Salah satunya dari Yayasan Pengaduan Hukum Masyarakat Indonesia (YPHMI) Tangerang. YPHMI menilai, kasus ini tidak hanya melanggar aturan, melainkan juga mencederai hak dasar siswa dan menghambat upaya peningkatan kualitas literasi anak-anak.
Ketua YPHMI Tangerang, Marnan Sarbini menegaskan bahwa perpustakaan adalah jantung pembelajaran dan pusat literasi yang tak tergantikan.
"Ketika ruang perpustakaan diubah menjadi ruang guru, kita sedang merampas masa depan anak. Sebagian kemampuan literasi siswa kita masih rendah, justru di saat yang sama fasilitas pendukungnya malah dihilangkan demi kenyamanan jangka pendek," ujarnya tegas.
Ia menambahkan, keputusan ini mencerminkan prioritas yang terbalik. "Sekolah seharusnya memikirkan cara menambah ruang jika dirasa kurang, bukan memakan ruang yang sudah jelas hak milik siswa. Ini pelanggaran nyata terhadap UU Perpustakaan dan standar pelayanan pendidikan serta langlah mundur dunia pendidikan," imbuhnya.
Dia juga mengingatkan bahwa keberadaan perpustakaan terbukti secara ilmiah dapat meningkatkan prestasi belajar siswa. "Tanpa akses buku dan ruang baca, program Gerakan Literasi Sekolah hanya akan menjadi seremonial belaka. Anak-anak tidak akan tumbuh menjadi pembaca yang kritis dan berwawasan luas," jelasnya.
YPHMI Tangerang secara tegas juga menyatakan bahwa alih fungsi perpustakaan menjadi ruang guru jelas melanggar peraturan yang ada.
Mengacu pada UU Nomor 43 Tahun 2007 tentang Perpustakaan menegaskan setiap sekolah wajib menyelenggarakan perpustakaan yang berfungsi sebagai pusat sumber belajar dan melayani kebutuhan peserta didik.
Sementara, Peraturan Perpustakaan Nasional Nomor 4 Tahun 2024 menetapkan standar ruang perpustakaan SD minimal seluas satu ruang kelas, tidak boleh diubah fungsinya, dan harus menyediakan area koleksi serta layanan bagi siswa.
Permendikdasmen dan arahan Dinas Pendidikan juga melarang keras pengalihfungsikan ruang penunjang pendidikan seperti perpustakaan menjadi ruang guru, ruang tambahan, atau keperluan lain yang tidak sesuai fungsi utamanya.
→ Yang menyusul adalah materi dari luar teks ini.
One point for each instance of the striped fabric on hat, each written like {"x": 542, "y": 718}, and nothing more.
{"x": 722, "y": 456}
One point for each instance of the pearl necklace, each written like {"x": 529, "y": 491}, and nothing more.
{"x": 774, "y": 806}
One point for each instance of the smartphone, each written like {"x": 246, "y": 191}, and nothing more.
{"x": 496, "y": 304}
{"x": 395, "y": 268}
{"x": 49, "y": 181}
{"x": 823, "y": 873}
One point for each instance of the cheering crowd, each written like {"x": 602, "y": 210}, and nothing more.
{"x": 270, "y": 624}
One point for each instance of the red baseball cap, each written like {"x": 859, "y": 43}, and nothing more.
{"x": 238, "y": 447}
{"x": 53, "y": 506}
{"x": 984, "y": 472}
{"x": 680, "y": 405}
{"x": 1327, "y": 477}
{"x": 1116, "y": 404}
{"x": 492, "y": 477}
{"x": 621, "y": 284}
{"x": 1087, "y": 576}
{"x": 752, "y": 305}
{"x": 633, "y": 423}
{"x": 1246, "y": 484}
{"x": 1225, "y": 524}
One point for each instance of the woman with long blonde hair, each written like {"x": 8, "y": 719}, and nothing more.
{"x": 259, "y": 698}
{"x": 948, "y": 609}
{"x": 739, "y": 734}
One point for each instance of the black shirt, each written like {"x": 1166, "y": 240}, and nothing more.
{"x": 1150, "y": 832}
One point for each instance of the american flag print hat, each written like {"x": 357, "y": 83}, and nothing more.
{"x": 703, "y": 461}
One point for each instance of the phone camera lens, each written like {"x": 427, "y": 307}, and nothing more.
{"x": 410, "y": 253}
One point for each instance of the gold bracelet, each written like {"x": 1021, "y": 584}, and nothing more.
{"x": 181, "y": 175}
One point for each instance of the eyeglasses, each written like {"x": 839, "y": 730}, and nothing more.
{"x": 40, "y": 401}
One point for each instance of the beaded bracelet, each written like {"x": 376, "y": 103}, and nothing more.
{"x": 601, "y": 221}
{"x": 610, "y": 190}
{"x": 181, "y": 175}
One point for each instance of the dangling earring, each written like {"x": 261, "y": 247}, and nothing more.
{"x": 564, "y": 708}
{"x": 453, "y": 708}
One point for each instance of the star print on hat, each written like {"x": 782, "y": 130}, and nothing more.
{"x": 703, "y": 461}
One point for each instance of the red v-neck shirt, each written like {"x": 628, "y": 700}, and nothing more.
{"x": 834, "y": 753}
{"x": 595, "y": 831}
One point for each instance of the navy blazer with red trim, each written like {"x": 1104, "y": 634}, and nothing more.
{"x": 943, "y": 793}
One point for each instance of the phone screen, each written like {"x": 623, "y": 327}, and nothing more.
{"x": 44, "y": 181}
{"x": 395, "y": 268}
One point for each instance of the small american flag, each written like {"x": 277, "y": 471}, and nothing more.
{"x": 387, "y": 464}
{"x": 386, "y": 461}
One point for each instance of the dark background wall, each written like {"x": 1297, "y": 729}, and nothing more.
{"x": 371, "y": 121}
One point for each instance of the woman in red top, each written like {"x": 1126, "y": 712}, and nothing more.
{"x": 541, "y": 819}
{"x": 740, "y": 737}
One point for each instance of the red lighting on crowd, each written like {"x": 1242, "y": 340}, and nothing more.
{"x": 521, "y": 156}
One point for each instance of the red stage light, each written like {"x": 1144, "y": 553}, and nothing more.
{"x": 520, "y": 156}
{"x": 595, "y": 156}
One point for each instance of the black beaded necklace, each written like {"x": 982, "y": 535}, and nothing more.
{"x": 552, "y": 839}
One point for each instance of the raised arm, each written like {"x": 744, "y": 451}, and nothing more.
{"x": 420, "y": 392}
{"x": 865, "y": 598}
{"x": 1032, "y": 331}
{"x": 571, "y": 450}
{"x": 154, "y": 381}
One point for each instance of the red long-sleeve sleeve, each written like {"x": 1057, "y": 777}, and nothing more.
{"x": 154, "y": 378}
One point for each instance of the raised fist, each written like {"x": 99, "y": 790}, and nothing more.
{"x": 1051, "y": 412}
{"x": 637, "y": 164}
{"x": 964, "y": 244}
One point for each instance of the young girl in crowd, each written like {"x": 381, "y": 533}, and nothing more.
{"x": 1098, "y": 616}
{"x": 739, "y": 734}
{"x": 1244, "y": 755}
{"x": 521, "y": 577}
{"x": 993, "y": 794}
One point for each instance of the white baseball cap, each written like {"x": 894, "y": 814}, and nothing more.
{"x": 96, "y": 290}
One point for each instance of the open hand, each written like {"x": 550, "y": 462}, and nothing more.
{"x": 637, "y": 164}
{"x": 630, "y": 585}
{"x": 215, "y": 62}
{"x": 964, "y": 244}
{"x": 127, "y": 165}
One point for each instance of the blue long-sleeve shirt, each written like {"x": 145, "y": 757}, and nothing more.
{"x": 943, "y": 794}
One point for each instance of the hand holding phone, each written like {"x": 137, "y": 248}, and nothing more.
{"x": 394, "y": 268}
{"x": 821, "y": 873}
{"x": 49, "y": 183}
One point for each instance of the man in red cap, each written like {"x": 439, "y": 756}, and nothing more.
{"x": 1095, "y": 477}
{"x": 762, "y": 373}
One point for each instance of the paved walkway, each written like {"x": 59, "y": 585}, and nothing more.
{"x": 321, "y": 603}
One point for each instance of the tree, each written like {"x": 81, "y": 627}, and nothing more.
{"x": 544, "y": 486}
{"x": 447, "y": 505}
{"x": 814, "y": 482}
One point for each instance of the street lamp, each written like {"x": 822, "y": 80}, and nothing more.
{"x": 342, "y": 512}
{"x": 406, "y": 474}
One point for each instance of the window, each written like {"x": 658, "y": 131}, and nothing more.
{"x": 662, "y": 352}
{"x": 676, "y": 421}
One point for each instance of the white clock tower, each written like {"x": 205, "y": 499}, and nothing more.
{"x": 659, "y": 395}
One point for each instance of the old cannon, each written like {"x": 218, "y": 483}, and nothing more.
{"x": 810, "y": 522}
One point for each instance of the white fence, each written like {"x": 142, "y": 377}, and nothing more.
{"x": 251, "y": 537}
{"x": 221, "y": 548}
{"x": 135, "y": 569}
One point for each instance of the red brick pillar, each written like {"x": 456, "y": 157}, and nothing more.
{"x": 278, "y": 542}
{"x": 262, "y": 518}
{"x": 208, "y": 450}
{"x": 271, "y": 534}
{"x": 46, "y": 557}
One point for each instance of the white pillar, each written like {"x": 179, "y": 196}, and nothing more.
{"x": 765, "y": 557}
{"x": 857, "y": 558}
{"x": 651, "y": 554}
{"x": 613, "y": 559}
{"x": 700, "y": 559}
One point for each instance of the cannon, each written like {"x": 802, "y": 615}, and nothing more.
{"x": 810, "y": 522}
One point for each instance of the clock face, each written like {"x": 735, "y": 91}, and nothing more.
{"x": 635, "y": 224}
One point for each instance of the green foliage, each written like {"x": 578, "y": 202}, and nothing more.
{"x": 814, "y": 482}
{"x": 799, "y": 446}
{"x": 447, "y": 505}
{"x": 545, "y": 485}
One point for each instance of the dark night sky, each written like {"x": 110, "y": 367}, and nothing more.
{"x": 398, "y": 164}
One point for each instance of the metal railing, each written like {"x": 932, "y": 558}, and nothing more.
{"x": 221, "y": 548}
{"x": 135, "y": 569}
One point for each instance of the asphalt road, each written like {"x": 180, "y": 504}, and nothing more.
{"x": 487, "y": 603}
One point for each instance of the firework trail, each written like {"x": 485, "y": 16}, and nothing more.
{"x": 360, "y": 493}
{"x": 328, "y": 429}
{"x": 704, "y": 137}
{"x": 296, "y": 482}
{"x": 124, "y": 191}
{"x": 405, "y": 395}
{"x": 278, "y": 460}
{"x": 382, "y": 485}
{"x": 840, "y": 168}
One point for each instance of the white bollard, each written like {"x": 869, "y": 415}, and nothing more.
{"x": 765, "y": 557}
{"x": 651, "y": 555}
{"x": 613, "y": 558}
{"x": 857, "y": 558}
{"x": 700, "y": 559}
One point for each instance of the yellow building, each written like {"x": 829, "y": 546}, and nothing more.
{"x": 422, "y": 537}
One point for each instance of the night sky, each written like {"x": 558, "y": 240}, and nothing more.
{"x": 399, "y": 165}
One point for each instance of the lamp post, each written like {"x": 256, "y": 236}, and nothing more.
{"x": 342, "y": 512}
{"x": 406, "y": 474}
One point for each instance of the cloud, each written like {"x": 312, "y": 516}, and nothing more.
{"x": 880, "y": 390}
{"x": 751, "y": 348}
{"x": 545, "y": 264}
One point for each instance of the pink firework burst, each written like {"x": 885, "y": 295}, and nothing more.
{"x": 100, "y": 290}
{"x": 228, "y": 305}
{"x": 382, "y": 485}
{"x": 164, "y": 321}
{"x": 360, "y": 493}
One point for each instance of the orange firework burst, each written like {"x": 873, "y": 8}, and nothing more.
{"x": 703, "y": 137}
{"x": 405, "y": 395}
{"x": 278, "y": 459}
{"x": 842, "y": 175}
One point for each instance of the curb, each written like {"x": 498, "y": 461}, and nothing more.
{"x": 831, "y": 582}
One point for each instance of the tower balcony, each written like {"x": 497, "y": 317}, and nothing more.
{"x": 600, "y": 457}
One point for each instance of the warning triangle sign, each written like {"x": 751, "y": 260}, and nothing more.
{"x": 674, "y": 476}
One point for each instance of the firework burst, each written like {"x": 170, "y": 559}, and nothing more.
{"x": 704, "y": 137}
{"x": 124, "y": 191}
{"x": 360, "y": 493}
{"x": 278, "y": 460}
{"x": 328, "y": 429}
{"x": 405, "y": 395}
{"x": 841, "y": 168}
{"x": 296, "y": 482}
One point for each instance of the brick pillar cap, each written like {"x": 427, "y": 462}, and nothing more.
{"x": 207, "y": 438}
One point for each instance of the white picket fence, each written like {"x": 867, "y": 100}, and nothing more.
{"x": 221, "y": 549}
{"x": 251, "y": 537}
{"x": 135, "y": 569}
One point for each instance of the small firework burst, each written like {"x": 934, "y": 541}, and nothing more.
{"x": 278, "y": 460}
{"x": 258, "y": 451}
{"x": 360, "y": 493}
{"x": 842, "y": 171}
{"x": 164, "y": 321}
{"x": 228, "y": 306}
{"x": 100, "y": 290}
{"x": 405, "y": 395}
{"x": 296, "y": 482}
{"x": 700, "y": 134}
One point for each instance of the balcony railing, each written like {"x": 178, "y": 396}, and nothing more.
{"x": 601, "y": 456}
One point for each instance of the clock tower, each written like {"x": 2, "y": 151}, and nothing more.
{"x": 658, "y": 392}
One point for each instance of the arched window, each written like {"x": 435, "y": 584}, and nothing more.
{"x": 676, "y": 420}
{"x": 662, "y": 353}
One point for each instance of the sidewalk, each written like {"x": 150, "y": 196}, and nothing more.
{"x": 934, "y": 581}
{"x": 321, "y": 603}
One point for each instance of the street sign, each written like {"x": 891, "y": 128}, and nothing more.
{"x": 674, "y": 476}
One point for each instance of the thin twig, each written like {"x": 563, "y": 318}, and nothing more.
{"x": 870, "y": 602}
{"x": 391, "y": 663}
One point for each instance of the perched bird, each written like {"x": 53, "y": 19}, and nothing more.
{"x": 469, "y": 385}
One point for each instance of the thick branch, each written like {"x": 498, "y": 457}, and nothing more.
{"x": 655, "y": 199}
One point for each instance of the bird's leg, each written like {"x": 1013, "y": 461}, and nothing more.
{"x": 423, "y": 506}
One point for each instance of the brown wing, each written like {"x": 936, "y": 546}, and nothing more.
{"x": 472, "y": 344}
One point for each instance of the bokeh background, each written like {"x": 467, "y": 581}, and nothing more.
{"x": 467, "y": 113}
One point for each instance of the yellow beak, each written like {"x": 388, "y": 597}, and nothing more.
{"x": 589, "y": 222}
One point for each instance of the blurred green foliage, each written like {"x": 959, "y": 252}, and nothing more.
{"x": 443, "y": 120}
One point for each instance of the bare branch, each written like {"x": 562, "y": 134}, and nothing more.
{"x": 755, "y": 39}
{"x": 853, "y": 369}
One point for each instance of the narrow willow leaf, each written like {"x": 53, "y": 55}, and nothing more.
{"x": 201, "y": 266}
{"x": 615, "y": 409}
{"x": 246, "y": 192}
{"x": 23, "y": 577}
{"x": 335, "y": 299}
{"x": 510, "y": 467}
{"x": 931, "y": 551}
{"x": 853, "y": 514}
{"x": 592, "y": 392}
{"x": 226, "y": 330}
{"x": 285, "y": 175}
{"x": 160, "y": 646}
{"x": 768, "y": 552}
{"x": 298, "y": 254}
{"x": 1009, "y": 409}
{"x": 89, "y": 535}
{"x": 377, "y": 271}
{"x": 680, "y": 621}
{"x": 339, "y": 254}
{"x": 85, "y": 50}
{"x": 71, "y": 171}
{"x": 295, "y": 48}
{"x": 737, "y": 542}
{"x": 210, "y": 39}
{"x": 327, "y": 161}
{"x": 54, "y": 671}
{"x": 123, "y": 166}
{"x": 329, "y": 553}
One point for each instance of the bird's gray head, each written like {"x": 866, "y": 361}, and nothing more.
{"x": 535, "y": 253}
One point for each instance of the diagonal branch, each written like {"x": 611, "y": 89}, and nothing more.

Perpustakaan harus dikembalikan sepenuhnya untuk kepentingan belajar siswa.
Sebelumnya diberitakan, Kepala SDN Balaraja 3 Mulyadi saat dikonfirmasi melalui ponselnya membenarkan bahwa ruang perpustakaan itu untuk sementara dipakai 2-3 guru sebagai ruang guru.
"Untuk sementara saja karena ruang guru yang ada masih perbaikan, tapi kalau ada masukan seperti itu dan menganggu siswa nanti akan kami benahi," ujar Mulyadi.
Lebih lanjut dikatakan, meski dipakai guru tidak ada larangan bagi siswa untuk pinjam buki di perpustakaan. "Di depan kan ada bangku-bangku bisa dipakai siswa buat membaca," katanya.